USD – The US dollar was stronger across the board after retail sales and employment data reported better than expected.  Retail sales in the US rose more than forecasted in May as recent job gains and lower borrowing costs encouraged consumers to spend.  The 0.6% increase was the biggest in three months and followed a 0.1% gain in April. Meanwhile, fewer Americans than forecasted filed applications for unemployment benefits last week, showing that companies are refraining from firing workers even as growth cools this quarter.  Jobless claims dropped by 9,000, bringing claim filings to 346,000 from a revised 355,000 figure. Also aiding the greenback was the release of personal spending figures, which was up by 0.3%.  The market will look towards tomorrow’s Chicago’s Purchasing Manager’s Index and the Michigan Consumer Sentiment Survey for further direction on the US economy.

EUR – The euro recovered slightly after touching a key psychological level of 1.30 in the interbank market.  The move occurred despite the release of the money supply and confidence numbers which reported near expectations. Meanwhile, Germany employed 12k more people lowering the unemployment rate to 6.8%.  In other news, European Union finance ministers have agreed to share the costs of future bank failures to help stabilize its infrastructure. The agreement will also assist in protecting European taxpayers from having to rescue troubled banks. The market will be eyeing the commentaries from the two-day EU summit which ends tomorrow.  Next week, the market will look towards the release of PMI and CPI followed by an ECB announcement and press conference on Thursday for further direction into the EUR/USD currency pair.  Until then, we expect the EUR to continue to remain under pressure, trading in lower ranges below the 1.30 level.

GBP – Sterling is weaker today, dropping below the 100‐day moving average after the release of UK GDP figures.  GDP data was revised downward to 0.3% y/y with q/q unchanged at 0.3% as well.  The market will look towards next week’s BoE meeting, which will mark Governor Carney’s first official meeting as the new central bank president.  Look for the sterling to continue trading in lower ranges as BoE policymakers show mixed views about policy tightening. 

JPY – The Japanese yen weakened against the US dollar following positive US data releases and as Japanese investors cut holdings of overseas bonds and stocks for a fourth week.  The yen weakened 0.46% against the dollar as the Nikkei 225 fell over 6% last night as all 33 industry groups declined to their lowest since April 3, the third fall of more than 5% in the past month. Many analysts believe that positive US data releases along with expectations of a reduced Fed stimulus plan will weaken the yen further.
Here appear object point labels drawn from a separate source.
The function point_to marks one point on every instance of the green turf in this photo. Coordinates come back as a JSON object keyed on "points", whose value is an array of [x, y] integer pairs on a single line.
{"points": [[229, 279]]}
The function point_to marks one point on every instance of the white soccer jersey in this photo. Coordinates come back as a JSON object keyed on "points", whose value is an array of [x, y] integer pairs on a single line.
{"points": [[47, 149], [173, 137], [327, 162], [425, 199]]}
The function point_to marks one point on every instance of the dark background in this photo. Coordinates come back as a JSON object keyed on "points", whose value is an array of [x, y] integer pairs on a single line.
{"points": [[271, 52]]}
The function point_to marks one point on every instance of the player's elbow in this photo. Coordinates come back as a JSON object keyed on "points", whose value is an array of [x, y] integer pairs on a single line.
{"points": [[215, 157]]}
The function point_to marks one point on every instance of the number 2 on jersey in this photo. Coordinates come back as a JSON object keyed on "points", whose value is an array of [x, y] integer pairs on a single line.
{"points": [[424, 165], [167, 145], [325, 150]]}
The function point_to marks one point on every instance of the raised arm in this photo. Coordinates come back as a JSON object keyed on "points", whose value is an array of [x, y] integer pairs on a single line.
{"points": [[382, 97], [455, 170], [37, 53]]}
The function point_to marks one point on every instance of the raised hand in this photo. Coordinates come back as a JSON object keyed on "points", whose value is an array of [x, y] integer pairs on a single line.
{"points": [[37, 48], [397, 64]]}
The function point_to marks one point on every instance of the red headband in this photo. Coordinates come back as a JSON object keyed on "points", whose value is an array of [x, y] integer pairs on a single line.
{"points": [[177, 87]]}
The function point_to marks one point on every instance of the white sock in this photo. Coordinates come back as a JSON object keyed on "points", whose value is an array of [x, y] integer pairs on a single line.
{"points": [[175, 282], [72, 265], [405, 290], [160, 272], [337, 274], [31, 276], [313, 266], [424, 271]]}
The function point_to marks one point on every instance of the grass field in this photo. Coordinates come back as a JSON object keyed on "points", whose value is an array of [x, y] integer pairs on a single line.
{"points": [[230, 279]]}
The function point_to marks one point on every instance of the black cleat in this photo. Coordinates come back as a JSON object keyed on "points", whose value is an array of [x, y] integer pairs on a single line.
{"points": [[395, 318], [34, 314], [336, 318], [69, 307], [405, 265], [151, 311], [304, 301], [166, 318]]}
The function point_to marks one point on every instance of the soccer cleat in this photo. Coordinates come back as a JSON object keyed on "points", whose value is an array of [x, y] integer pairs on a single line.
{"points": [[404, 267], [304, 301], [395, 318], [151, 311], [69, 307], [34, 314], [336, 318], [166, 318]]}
Commodity Currencies – Commodity currencies are mixed as gold prices plunged to trade at levels not seen since August 2010. Meanwhile, the Canadian dollar edged up slightly vs. the greenback on reduced fears that the Fed will soon taper bond-buying activities and as the price of oil rose modestly. The AUD is relatively flat against the USD after the currency failed to react to a politically volatile day that included Kevin Rudd taking over leadership of the Labor Party from Julia Gillard.  The defeat of PM Gillard had proved a modest AUD gain yesterday and has remained flat since then. Speculation rests on the fact that Rudd will help stabilize the party ahead of the election in September. However, ongoing China woes, the recent dovish ECB statements and the ongoing effects of Bernanke’s announcement have continued to promote a sell bias on the AUD.